Kedatangan beberapa sosok di atas terbukti memberikan perubahan penting di tubuh Persis. Klub tersebut menjelma sebagai klub kaya di Tanah Air.

Para pemain bintang yang seharusnya masih layak bermain di BRI Liga 1 pun berdatangan ke Persis Solo. Sebut saja Beto Goncalves, Sandi Sute, Ferdinand Sinaga, Rivaldi Bawuo, Miftahul Hamdi, Yu Hyunkoo dan masih banyak nama yang lain.

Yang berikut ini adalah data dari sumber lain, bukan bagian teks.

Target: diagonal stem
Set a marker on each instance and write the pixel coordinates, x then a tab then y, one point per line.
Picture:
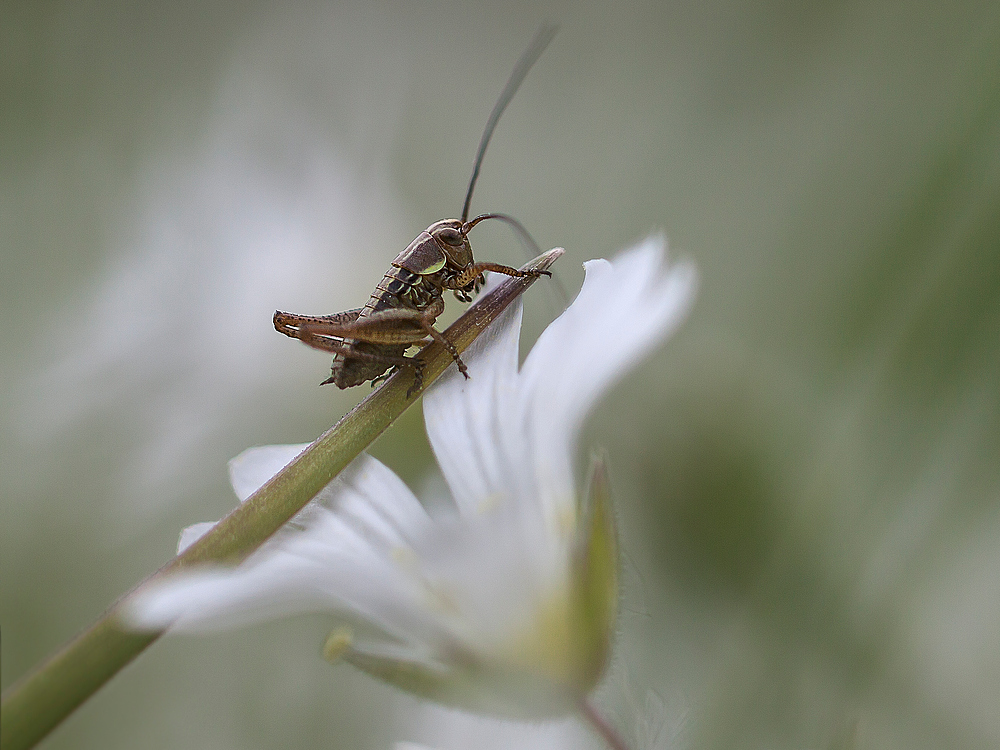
602	726
40	700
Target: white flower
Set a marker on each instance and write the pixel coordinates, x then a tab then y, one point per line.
507	605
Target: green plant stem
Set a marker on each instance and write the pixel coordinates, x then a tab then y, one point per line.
40	700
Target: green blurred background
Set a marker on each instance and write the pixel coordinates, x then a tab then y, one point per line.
807	476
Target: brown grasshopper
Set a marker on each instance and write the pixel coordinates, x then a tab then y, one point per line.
368	341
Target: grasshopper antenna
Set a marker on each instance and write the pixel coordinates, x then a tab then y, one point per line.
534	51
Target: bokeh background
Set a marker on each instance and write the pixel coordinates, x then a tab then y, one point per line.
807	476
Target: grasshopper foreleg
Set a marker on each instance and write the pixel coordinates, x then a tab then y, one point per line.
470	273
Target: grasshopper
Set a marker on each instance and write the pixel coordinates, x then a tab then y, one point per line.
368	341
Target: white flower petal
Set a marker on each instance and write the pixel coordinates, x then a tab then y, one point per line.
253	467
490	608
504	436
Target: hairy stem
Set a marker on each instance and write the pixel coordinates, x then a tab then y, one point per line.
602	726
40	700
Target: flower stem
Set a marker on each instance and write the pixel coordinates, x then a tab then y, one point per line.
40	700
602	726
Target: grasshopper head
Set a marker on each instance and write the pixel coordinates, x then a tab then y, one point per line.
451	237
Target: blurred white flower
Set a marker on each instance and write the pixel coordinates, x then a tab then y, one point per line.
507	605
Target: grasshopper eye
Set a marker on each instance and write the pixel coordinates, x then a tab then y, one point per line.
451	236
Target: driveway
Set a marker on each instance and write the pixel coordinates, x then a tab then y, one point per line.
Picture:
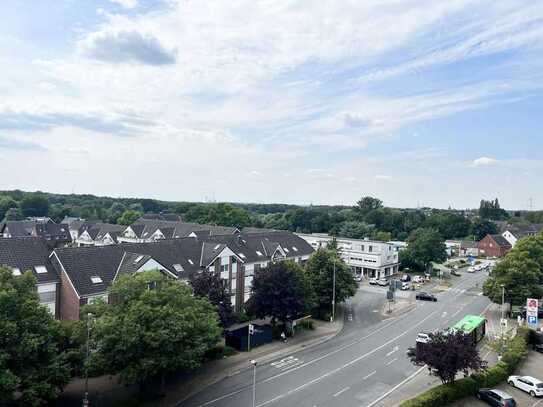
532	366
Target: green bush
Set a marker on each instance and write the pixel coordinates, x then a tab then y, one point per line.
448	393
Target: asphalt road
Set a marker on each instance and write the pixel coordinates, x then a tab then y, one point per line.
360	367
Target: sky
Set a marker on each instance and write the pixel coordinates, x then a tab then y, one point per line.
419	103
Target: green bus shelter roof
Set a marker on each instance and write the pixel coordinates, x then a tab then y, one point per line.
469	323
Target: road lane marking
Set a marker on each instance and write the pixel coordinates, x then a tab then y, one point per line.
340	368
395	349
370	375
386	325
341	391
388	393
391	362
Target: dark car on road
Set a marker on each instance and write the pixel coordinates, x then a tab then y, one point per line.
496	397
423	296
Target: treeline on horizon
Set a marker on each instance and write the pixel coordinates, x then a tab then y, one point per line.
366	218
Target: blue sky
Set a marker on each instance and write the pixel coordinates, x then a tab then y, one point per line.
415	102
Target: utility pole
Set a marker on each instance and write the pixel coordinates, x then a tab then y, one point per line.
254	381
86	398
334	292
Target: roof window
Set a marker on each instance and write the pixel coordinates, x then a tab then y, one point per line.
41	269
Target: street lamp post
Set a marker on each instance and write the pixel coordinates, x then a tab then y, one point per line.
254	363
86	398
334	292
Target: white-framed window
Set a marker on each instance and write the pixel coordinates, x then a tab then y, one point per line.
41	269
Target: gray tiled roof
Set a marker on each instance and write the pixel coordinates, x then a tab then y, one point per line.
26	253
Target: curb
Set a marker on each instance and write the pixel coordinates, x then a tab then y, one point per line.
266	359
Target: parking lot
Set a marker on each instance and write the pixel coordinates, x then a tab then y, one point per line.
533	366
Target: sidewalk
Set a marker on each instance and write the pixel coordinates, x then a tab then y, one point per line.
106	390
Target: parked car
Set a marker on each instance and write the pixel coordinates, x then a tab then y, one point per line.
528	384
383	282
423	337
496	397
424	296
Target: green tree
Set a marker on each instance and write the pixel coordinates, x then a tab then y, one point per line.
213	287
424	246
320	271
13	214
32	370
154	326
34	205
281	291
520	276
6	203
128	217
481	227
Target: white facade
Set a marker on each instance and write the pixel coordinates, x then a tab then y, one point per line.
367	258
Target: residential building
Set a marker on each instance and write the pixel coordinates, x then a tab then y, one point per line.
98	234
151	230
493	246
367	258
86	272
469	248
513	233
54	234
22	254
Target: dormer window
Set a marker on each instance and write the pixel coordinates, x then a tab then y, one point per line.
41	269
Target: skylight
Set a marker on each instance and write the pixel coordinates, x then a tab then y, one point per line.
41	269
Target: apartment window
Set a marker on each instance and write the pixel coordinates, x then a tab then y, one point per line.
41	269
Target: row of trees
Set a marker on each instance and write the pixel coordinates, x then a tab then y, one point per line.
520	272
152	326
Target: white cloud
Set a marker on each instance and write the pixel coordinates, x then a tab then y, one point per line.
126	3
484	162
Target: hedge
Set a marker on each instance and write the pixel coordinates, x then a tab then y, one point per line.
468	386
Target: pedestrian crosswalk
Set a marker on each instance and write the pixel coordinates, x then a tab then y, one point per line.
287	363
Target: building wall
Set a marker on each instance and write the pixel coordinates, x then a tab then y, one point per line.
488	247
68	300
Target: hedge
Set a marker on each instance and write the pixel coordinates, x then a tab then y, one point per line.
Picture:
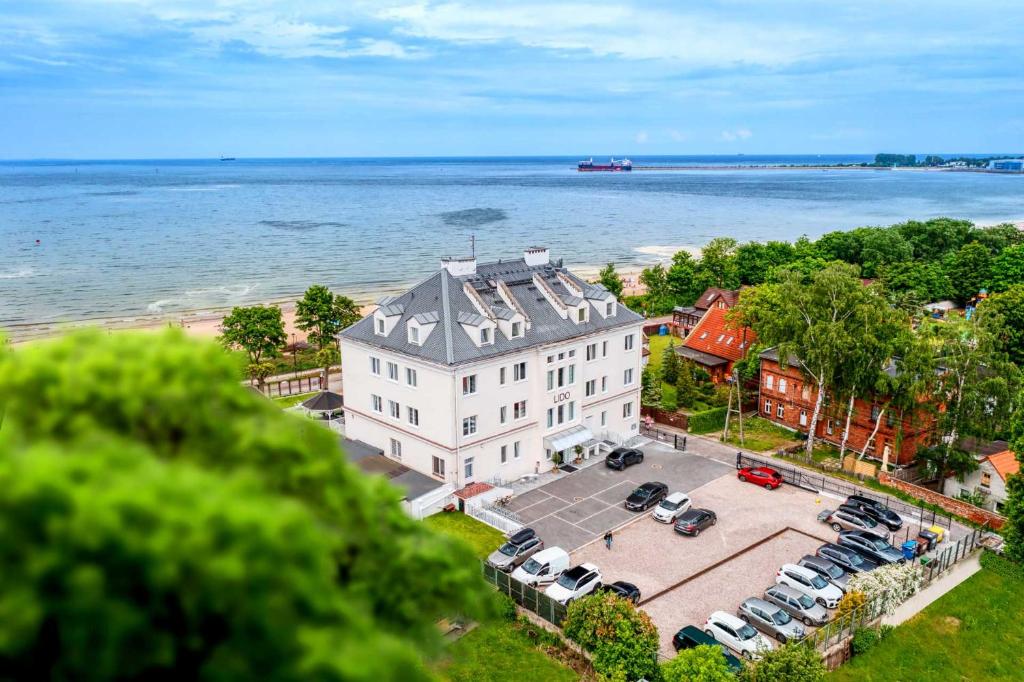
707	421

Meski sempat beberapa kali tampil buruk di fase grup, Persis berhasil melalui setiap rintangan yang mereka hadapi. Hingga akhirnya bisa berlaga di babak final. Tentu akan jadi hal yang sangat manis jika Persis bisa membawa trofi juara Liga 2 ke Kota Solo selepas laga final yang berlangsung, Kamis (30/12/2021) malam.

3 dari 3 halaman

Komunikasi yang Baik

Suporter Persis Solo saat melawan Rans Cilegon FC pada laga babak 8 besar Grup X Liga 2 di Stadion Pakansari, Bogor, Rabu (15/12/2021). (Bola.com/M Iqbal Ichsan)

Ada satu hal yang menarik dari Persis Solo di musim ini. Yakni komunikasi yang berjalan lancar dan berlangsung dengan cara dua arah yang melibatkan manajemen dan suporter.

Menggunakan jejaring media sosial seperti di Twitter, manajemen Persis kerap berdiskusi dengan para pendukung mereka. Diskusi itu bahkan tak jarang juga dihadiri oleh Kaesang Pangarep.

Biasanya, yang dibahas dalam diskusi itu adalah soal kebijakan yang akan diambil manajemen. Bisa juga soal hal lain. Yang pasti, suara suporter didengarkan melalui platform tersebut.